SpainSpain Heggie, Dead Man Walking: Orchestra and Chorus of the Teatro Real / Mark Wigglesworth (conductor), Teatro Real, Madrid, 26.1.2018. (JMI)

Joyce DiDonato in Dead Man Walking © J. del Real
Joyce DiDonato in Dead Man Walking © J. del Real

Sister Helen – Joyce DiDonato
Joseph de Rocher – Michael Mayes
Mrs. De Rocher – Maria Zifchak
Sister Rose – Measha Brueggergosman
George Benton – Damián del Castillo
Father Grenville – Roger Padullés
Howard Boucher – Viçenc Esteve
Jade Boucher – Marta de Castro
Kitty Hart – María Hinojosa
Owen Hart – Toni Marsol
Policeman/Guard – Enric Martínez-Castignani
Sister Catherine – Celia Alcedo
Sister Lillianne – Marifé Nogales

Director – Leonard Foglia
Sets – Michael Mcgarty
Costumes – Jess Goldstein
Lighting – Brian Nason
Video Projections – Eliane J. McCarthy

This is the first time that Jake Heggie’s Dead Man Walking has been presented in Spain, and it was a real triumph. Everything came together: an agile, well-suited staging, remarkable musical direction and an irreproachable vocal cast, especially in regard to the opera’s most important characters. In addition, it’s an opera with an excellent libretto and outstanding modern music.

Heggie’s first opera, it had its world premiere in 2000 in San Francisco. This and the Heggie operas that followed continue to be programmed with some frequency, especially in the United States. The opera is based on an actual event: the protagonist, Sister Helen Prejean, was the spiritual adviser in his final days to Joseph de Rocher, who was condemned to death for murder. Sister Helen wrote a book about her experience, upon which Terrence McNally based his excellent libretto. The book was also adapted for a movie that starred Susan Sarandon.

Leonard Foglia a great connoisseur of Heggie’s work, and supplied the libretto for the latter’s The End of the Affair. His production is very convincing in terms of plot development, and the stage direction is remarkable. The sets largely consist of metal structures which allow for quick scene changes, and the costumes are appropriate.

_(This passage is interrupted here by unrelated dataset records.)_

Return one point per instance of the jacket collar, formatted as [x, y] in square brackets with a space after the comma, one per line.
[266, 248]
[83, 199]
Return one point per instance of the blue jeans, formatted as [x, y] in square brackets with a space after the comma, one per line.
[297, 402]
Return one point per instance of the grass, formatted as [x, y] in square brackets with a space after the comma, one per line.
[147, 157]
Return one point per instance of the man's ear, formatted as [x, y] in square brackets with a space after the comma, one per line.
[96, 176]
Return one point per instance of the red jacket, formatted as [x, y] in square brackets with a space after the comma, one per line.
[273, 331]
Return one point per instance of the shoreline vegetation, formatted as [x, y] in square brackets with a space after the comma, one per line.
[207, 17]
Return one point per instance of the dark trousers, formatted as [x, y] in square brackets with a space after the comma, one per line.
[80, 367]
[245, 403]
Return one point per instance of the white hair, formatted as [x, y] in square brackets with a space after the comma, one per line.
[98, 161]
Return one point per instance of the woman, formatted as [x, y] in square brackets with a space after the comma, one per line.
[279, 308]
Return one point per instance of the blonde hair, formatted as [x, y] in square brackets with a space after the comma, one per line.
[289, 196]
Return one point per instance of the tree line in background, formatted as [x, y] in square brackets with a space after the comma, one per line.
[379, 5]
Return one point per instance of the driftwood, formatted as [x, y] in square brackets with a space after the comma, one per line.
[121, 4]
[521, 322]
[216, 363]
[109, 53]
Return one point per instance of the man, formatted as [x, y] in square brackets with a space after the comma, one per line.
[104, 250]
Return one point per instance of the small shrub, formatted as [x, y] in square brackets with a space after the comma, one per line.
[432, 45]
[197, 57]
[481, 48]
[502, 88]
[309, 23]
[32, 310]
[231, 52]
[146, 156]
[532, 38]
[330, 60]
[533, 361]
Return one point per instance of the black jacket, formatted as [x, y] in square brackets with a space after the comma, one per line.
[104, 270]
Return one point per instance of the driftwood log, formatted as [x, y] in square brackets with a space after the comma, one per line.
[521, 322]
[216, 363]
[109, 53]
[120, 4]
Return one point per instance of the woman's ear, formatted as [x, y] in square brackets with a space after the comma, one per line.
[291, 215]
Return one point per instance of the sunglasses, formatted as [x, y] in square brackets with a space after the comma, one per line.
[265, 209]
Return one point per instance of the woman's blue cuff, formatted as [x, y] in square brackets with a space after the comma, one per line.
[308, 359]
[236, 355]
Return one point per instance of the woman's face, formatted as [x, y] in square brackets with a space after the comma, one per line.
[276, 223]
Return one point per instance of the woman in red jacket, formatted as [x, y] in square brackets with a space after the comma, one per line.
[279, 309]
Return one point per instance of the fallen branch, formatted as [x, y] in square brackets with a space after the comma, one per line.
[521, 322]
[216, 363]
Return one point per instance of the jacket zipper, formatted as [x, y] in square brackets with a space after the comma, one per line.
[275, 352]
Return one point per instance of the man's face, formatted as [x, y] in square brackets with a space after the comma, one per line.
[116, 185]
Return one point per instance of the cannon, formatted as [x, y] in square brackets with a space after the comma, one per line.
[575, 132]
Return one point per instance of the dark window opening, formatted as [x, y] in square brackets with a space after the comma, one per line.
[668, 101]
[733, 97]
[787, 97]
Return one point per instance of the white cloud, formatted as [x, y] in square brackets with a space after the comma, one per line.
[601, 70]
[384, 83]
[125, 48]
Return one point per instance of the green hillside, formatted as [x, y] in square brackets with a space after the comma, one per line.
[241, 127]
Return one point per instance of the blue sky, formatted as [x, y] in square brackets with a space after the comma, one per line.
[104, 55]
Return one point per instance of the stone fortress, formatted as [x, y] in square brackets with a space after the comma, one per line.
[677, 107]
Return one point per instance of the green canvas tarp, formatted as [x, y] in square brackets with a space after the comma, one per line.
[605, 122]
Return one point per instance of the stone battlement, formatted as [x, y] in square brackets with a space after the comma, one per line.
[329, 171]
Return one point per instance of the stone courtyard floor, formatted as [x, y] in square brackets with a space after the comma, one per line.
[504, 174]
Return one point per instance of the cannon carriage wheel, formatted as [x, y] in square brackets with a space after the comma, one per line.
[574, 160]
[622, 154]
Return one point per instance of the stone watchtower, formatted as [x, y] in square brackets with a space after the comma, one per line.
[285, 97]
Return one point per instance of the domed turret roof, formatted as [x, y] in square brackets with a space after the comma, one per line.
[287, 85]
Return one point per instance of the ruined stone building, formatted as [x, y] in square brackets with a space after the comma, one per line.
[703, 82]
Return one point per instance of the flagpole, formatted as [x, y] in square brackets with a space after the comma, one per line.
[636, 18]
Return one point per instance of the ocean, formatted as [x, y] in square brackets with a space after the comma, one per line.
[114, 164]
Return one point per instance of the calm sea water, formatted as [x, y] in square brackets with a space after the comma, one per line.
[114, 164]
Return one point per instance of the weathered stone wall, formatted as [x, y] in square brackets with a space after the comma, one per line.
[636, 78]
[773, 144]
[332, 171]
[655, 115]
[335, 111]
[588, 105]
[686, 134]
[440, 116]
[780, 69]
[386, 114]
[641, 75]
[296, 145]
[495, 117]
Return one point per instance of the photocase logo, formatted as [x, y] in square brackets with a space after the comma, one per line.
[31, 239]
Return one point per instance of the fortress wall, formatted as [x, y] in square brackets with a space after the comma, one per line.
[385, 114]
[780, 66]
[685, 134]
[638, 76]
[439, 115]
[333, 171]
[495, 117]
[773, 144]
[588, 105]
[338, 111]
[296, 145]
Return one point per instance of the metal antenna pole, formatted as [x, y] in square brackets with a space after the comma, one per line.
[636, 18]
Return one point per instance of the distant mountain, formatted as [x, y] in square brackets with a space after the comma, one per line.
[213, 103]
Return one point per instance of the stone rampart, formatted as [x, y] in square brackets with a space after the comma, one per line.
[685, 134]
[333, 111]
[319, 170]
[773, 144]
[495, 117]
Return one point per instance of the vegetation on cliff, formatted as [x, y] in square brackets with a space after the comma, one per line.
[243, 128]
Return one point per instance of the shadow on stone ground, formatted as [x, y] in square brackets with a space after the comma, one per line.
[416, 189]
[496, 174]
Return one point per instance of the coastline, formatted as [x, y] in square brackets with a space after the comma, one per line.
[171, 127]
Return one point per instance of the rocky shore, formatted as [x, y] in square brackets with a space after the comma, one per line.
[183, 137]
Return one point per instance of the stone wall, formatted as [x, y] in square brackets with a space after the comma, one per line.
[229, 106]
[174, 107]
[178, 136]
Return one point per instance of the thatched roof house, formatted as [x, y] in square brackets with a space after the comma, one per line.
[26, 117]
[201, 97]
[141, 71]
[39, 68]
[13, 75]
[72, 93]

There are also good projections of images throughout. In short, it’s a production at the service of the opera that perfectly narrates the plot without losing any of the drama.

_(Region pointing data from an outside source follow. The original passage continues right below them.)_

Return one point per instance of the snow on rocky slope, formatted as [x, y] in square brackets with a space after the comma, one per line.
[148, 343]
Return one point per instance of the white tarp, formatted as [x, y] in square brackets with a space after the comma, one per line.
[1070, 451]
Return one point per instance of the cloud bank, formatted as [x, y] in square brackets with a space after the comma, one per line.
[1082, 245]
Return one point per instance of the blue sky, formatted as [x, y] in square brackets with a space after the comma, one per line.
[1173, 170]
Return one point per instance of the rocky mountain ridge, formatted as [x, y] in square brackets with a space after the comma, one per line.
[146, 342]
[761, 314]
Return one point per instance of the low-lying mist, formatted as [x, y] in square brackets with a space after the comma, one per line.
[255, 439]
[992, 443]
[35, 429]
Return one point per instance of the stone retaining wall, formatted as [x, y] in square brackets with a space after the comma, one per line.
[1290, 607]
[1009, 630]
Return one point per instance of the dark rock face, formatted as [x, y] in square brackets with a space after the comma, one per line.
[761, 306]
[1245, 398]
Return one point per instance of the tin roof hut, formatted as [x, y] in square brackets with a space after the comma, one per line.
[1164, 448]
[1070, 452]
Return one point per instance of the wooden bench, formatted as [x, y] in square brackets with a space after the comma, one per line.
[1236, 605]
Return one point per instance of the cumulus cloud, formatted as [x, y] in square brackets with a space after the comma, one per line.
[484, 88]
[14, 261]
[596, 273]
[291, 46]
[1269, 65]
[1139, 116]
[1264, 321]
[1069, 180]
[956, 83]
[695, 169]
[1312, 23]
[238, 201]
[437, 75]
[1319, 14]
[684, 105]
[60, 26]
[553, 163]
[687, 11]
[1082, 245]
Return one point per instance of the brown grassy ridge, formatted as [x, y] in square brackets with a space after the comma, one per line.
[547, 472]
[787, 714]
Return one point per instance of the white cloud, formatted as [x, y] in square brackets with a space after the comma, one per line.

The musical direction was entrusted to Mark Wigglesworth, one of the fundamental reasons for the opera’s success in Madrid. I have seen him conduct Mozart operas in the past, but here he was much more in his element. Both the orchestra and the chorus gave fine performances.

Sister Helen was played by Joyce DiDonato; she sang the role in Houston seven years ago. Her identification with the character is remarkable, and both her singing and acting were excellent. It has been a real luxury to have her at the Spanish premiere.

I would place baritone Michael Mayes as Joseph de Rocher at the same high level. He has a strong, sonorous voice and sang with plenty of emotion, especially in the second part of the opera.

I cannot fail to highlight mezzo-soprano Maria Zifchak as Mrs. De Rocher, the mother of the condemned. She has sung the part several times in the United States and has a great command of it. She offered a remarkable vocal performance and ably conveyed her feelings to the audience.

Sister Rose, the companion of Sister Helen, completes the list of lead characters. She was remarkably served in every way by Measha Brueggergosman.

The rest of the characters are less important, but all were impressive. Among them I should mention the Harts and the Bouchers, the parents of the murdered youths at the beginning of the opera. Viçenc Esteve as Howard Boucher and Toni Marsol as Owen Hart were particularly notable, and María Hinojosa (Kitty) and Marta de Castro (Jade) were also convincing.

Baritone Damian del Castillo did well as George Benton, as did Roger Padullés as Father Grenville and Enric Martínez-Castignani, who doubled as Motorized Police and First Guard.

The audience gave an enthusiastic reception to the artists, especially to Joyce DiDonato, Michael Mayes and Maria Zifchak. Jake Heggie and Sister Helen Prejean came out on stage to take their bows.